Hi, I'd like to suggest a new feature to rsync. Problem: Currently, rsync generates a recursive list of file existing a the source directory, modifies this list by includes and excludes, and then copies these files. That's pretty good in most, but not all cases. I am mirroring a debian archive, but unfortunately, debian mixes all files of several distributions in a subtree /pool. There is no way to select only the files of a certain distribution through a simple exclude/include expression. There is a tool called debmirror, which first downloads the distribution index files, extracts all the filenames/paths of the files needed and then calls rsync for every single file. Thats certainly not useful, especially since rsync shows the servers motd for every single file. Therefore, I'd like to suggest a new option: Allow rsync to not build the list of files existing at the source directory by recursively walking through the source directory, but by reading a file or stdin to get a list of files to be copied. This would allow to mirror the distribution index files in a first step, then build the list of files needed and then to download these files is a second step. An alternative method would be to keep the recursive method, but to open a pipe to an external program. Before downloading a file, the path is printed to the pipe and an answer is read from the pipe. Thus, an external filter program can decide for each single file whether to copy it or not. regards Hadmut (Please respond directly, I'm not on your mailing list)

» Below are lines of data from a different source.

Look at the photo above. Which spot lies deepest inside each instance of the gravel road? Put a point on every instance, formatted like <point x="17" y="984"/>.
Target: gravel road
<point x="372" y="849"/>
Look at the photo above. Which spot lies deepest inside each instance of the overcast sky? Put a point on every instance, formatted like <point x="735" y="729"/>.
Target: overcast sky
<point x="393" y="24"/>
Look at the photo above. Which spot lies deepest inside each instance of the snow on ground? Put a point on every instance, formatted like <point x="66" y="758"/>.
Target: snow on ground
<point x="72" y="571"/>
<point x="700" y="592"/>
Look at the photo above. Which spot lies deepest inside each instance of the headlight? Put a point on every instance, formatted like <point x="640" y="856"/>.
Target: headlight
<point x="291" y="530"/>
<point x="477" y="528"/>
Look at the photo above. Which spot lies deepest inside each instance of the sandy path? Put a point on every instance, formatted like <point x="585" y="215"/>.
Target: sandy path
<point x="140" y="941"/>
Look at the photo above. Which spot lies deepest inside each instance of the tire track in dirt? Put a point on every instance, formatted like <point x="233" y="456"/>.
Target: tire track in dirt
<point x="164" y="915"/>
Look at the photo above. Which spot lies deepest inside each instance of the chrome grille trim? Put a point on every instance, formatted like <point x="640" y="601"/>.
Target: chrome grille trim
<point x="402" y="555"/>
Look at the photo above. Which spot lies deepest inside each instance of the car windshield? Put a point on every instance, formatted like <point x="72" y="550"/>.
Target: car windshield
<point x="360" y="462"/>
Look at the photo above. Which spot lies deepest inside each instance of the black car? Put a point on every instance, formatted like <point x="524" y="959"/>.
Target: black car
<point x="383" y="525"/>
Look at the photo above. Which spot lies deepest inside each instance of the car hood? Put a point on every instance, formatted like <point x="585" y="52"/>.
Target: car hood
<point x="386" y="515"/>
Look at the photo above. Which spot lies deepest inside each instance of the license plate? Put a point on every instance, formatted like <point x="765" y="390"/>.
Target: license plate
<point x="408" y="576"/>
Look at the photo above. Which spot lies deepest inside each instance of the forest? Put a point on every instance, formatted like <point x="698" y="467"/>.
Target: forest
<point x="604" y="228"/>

Might it be possible to take the file list that you want to feed to rsync and turn it into an rsync.conf file? A simple bash script could create the config file and call rsync (with the --config= to specify the temporary config file) Something like this (syntax most likely is wrong, haven't tested it): #!/bin/sh IFS=" " cat /etc/rsync.conf > rsync_command FILES_TO_SYNC=`cat file_list.txt` for EACH_FILE in $FILES_TO_SYNC; do echo ' --include="${EACH_FILE}"' >> rsync_command done rsync --config=rsync_command - Ed King Hadmut Danisch wrote:>Hi, > >I'd like to suggest a new feature to rsync. > >Problem: >Currently, rsync generates a recursive list of file >existing a the source directory, modifies this list by >includes and excludes, and then copies these files. >That's pretty good in most, but not all cases. > >I am mirroring a debian archive, but unfortunately, >debian mixes all files of several distributions in a >subtree /pool. There is no way to select only the files >of a certain distribution through a simple exclude/include >expression. > >There is a tool called debmirror, which first downloads >the distribution index files, extracts all the filenames/paths >of the files needed and then calls rsync for every single file. >Thats certainly not useful, especially since rsync shows the >servers motd for every single file. > >Therefore, I'd like to suggest a new option: Allow rsync to >not build the list of files existing at the source directory >by recursively walking through the source directory, but by >reading a file or stdin to get a list of files to be copied. > >This would allow to mirror the distribution index files in a >first step, then build the list of files needed and then to >download these files is a second step. > >An alternative method would be to keep the recursive method, but >to open a pipe to an external program. Before downloading a >file, the path is printed to the pipe and an answer is read >from the pipe. Thus, an external filter program can decide for >each single file whether to copy it or not. > >regards >Hadmut >(Please respond directly, I'm not on your mailing list) > > > >
Hadmut Danisch wrote:> I'd like to suggest a new feature to rsync.> I am mirroring a debian archive, but unfortunately, > debian mixes all files of several distributions in a > subtree /pool. There is no way to select only the files > of a certain distribution through a simple exclude/include > expression. > > There is a tool called debmirror, which first downloads > the distribution index files, extracts all the filenames/paths > of the files needed and then calls rsync for every single file. > Thats certainly not useful, especially since rsync shows the > servers motd for every single file.I was about to suggest: $ rsync --include-from=list-file --exclude=\* but of course that will exclude the parent directories of files you want, causing them to be ignored. This might work: $ rsync --include-from=list-file --include=\*\*/ --exclude=\* although it will mirror the entire directory structure (but not unspecified files). Probably, rsync should be taught that: "If I explicitly include a file, look for it explicitly, even if I've excluded a parent directory." Max.